On a clear day, the coastland stretches into the distance, a sight worth the trouble of going back again and again until the view is clear.

Dori Butler and Carol Gorman. Great writers, great friends.

Thanks, Dori and Carol. It was a great week!

3 Comments
  • Rosi
    July 23, 2013

    Wonderful post and beautiful photos. Thanks.

  • Judith L. Roth
    July 23, 2013

    Funny–I was hiking this week in the Smokies for the first time. Here’s another metaphor: the first time down that long trail to the waterfall seems much longer than coming back, because you don’t know where exactly you’re going (or if you’ll ever get there).

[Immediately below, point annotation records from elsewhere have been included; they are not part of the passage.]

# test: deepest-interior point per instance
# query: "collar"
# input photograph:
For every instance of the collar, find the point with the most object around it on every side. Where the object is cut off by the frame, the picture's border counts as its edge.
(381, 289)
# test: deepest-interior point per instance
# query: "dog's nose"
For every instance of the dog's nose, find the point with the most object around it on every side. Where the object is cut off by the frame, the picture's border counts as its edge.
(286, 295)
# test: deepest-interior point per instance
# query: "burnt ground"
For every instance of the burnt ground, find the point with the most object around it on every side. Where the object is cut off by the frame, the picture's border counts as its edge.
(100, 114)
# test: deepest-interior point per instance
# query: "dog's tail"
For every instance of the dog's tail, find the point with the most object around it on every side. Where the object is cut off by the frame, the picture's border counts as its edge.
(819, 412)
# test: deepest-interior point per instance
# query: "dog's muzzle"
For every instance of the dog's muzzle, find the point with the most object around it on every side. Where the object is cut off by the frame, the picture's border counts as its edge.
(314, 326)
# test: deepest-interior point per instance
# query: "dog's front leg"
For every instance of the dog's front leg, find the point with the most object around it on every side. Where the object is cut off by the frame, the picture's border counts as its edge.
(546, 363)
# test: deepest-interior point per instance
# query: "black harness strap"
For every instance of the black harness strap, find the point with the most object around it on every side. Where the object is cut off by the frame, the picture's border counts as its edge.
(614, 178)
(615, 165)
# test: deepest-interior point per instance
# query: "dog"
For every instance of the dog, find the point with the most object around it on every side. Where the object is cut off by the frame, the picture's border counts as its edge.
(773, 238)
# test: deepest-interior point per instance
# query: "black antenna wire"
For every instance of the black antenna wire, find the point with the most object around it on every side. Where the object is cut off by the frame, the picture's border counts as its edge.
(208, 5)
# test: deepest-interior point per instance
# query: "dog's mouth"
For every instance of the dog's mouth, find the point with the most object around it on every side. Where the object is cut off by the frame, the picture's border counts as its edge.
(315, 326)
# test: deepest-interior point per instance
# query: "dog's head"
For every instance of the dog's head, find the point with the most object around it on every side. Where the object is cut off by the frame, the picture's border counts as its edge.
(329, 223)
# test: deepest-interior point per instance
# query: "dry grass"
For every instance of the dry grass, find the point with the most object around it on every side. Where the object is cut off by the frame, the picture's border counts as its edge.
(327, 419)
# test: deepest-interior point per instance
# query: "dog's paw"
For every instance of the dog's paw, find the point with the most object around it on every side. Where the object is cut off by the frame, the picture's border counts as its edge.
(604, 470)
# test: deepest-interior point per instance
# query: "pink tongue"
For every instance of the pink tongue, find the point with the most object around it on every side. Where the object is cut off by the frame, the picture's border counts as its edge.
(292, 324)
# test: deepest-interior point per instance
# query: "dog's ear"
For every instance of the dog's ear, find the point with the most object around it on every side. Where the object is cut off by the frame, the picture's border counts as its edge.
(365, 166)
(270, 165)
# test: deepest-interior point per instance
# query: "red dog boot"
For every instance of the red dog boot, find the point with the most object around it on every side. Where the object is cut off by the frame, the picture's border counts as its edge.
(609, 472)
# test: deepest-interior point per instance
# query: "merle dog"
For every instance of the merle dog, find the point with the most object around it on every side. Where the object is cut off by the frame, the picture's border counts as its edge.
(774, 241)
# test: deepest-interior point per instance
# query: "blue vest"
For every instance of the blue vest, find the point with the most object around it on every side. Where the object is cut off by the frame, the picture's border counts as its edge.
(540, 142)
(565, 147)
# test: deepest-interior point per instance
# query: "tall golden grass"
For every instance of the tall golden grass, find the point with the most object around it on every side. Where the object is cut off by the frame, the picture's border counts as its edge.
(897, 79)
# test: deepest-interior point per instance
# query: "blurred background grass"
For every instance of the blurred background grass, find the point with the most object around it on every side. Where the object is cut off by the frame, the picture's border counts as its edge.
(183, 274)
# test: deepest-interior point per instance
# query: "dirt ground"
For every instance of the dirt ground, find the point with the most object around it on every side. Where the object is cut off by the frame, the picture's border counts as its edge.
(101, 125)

Once you know the trail, you have a clearer idea of what to expect next. And that you can do it.
    Timely post for me. Thanks, Darcy!

  • Rebecca M. Senese
    July 24, 2013

    Lovely article! Hard to believe there’s such lovely country when you’re focused intently in class. One of the reasons I always try to go for a morning walk when I’m there. Thanks for joining me on one of those walks, and nice to meet you!